第261回令和5年1月12日(木)『女性特有の疾患—PMSから更年期障害まで―』
  • 場所津市久居アルスプラザ
     津市久居東鷹跡町246
  • 講師三重レディースクリニック
    院長 神元有紀先生
  • 講演要旨 女性は思春期、性成熟期、更年期、老年期と生理的ライフステージによって女性ホルモン(エストロゲン)の状態が大きく変化します。女性にはこのホルモンの変化に伴う病気が多くあります。

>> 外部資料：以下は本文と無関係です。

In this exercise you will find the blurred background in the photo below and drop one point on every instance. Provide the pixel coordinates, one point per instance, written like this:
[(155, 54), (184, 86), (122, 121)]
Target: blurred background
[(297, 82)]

     思春期・性成熟期では月経(生理)に関連した病気が多くあります。月経困難症(生理痛)、月経前症候群、過多月経、貧血などです。月経困難症の場合は、早めの痛み止めの内服が効果的ですが、それでも痛みがとれない場合は、保険適応のピルであるLEP(low dose estrogen progestin)を内服することにより、痛みが改善します。また、ピルの内服は月経前症候群や過多月経にも有効ですし、子宮体癌や卵巣癌、大腸癌の予防にもなります。なお、月経困難症や過多月経の原因には子宮筋腫や子宮内膜症がありますので、症状がひどい場合は早めに産婦人科を受診してください。
     近年、子宮頸がんの頻度が若年層で増加傾向です。子宮頸がんのほとんどがヒトパピローマウィルスの感染が原因ですので、厚労省・産婦人科・小児科はHPVワクチンの接種を勧めています。それに加え、早期発見・早期治療のためには子宮頸がん検診も重要です。子宮頸がん検診も受けるようにしましょう。
     更年期・老年期にはエストロゲンの分泌低下に伴い、更年期症候群や高脂血症、骨粗鬆症などが出現します。
     更年期症候群では様々な症状が出現しますが、特徴的な症状はのぼせやほてりです。それ以外には頭痛、肩こり、倦怠感、動悸、関節痛、不眠、うつ症状などがあります。エストロゲンの低下によって症状は出現しますが、家庭環境の変化やストレスなどでも症状は出現します。このため、カウンセリングやライフスタイルの見直しで症状が改善する場合もあります。それ以外の治療ではホルモン補充療法や漢方薬、プラセンタ療法などを行います。
     次に閉経後には脂質異常症の頻度が男性より高率になります。このため冠動脈疾患のリスクが上昇し、心疾患の死亡率も上昇します。治療法としては、まずは生活習慣の改善(食事療法、運動療法)になります。閉経後には骨粗鬆症も出現します。食事療法と運動療法は骨粗鬆症の予防にも効果的です。
     女性特有の疾患には若い頃から様々な疾患があります。かかりつけの産婦人科を早くみつけ、何でも気軽に相談してください。